Only a very small portion of that foundation funding went to states and regions where the threats to immigrants and refugees were highest.
For example, Florida sees almost six times as many deportations as New York or Illinois and yet received only a fraction of grant dollars per immigrant.
The state's grantmakers accounted for 33% of the total funding for Florida's immigrant justice movement. Foundations outside Florida accounted for the rest.
The history of this country shows that systems like racism and xenophobia can only be changed through diverse and courageous segments of our society, including philanthropy, supporting vibrant social movements led by those most affected, wrote Maria Rodriguez, executive director of Florida Immigrant Coalition, in a commentary for the Miami Herald.
During the first half of the Trump presidency, NCRP's small, but representative, sampling of pro-immigrant groups across the country found that more than 60 foundations that had not funded the movement in previous years provided new grants to these groups in 2017 and 2018.
However, the State of Foundation Funding for the Pro-Immigrant Movement found that the movement's new funders represented only a fraction of philanthropic dollars going to pro-immigrant movement groups. About 90% of 2017-2018 foundation funding in the NCRP sample set came from existing movement funders giving larger grants.

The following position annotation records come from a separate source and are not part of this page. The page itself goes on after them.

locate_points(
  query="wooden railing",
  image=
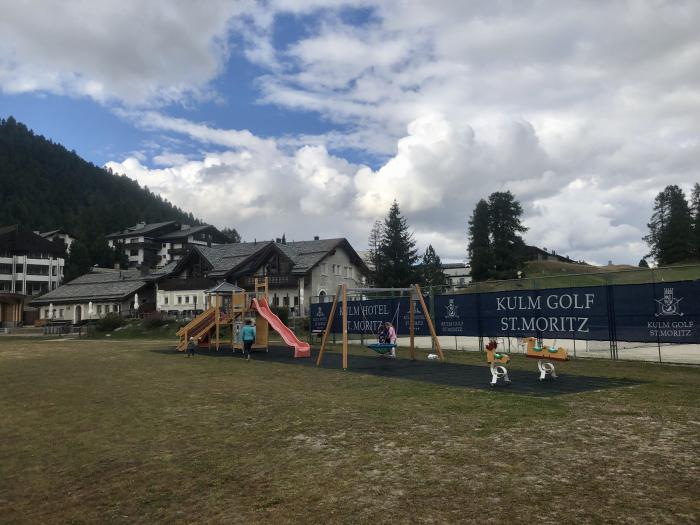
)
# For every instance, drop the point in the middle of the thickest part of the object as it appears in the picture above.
(196, 321)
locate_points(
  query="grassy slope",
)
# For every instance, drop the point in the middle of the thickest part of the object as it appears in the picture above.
(550, 274)
(116, 431)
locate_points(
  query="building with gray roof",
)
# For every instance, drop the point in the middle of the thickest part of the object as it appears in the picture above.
(296, 271)
(158, 244)
(96, 294)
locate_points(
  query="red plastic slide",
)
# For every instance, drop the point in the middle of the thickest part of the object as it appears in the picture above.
(301, 349)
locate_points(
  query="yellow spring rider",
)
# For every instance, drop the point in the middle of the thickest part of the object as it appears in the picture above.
(545, 354)
(496, 362)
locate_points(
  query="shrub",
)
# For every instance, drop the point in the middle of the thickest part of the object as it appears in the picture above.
(110, 322)
(154, 322)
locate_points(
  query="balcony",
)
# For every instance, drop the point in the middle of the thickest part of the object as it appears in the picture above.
(274, 281)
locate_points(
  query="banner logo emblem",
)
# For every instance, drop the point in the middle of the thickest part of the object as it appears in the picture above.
(669, 304)
(451, 310)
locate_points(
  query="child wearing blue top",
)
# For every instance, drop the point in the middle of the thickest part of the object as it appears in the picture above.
(248, 338)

NCRP's extensive interviews with movement leaders as well as quantitative data from Foundation Center identified a large gap between the small pool of funders and the urgent and long-term threats that immigrant communities face.
According to NCRP, there are two specific areas where philanthropic investments can go a long way to fill these gaps
Funding state- and local-level organizing to strengthen and grow immigrant communities' ability to defend against threats such as deportations and anti-immigrant policies.

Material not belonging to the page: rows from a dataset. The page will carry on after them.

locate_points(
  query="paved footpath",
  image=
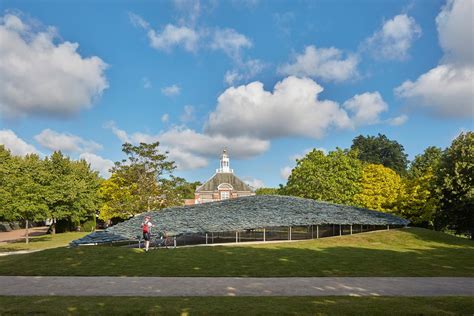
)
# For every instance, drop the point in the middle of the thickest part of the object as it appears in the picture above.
(229, 286)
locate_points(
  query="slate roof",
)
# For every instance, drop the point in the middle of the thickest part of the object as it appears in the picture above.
(249, 213)
(224, 177)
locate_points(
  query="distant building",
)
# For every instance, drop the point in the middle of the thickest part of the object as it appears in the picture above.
(223, 185)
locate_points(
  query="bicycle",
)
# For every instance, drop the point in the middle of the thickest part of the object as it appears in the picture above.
(163, 241)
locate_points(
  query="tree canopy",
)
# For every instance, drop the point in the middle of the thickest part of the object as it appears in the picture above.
(380, 188)
(333, 177)
(141, 182)
(381, 150)
(456, 186)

Explicitly identifying immigrants and refugees as constituencies in supporting a broad range of issues such as criminal justice, children and youth, health, gender equity and more.
Opportunities for foundations and donors to invest in a vibrant, inclusive future
According to the NCRP's research, pro-immigrant movement leaders have five recommendations for funders
Give long-term, flexible and capacity building support to frontline groups.
Fund organizing and services to address short-term needs while seeking long-term solutions.
Help grantees access 501(c)4 dollars so they can use a greater range of strategies.
Work with other funders to ensure that all aspects of the movement have adequate resources and to fund across different social issues.
Deploy philanthropic social capital and networks.
Philanthropy can't stay on the sidelines as community-powered organizations are holding the line, working to move us closer towards a safer, healthier and stronger future, said Aaron Dorfman, chief executive of NCRP. Funders need to seize the moment because a country where immigrants thrive is one where we all thrive.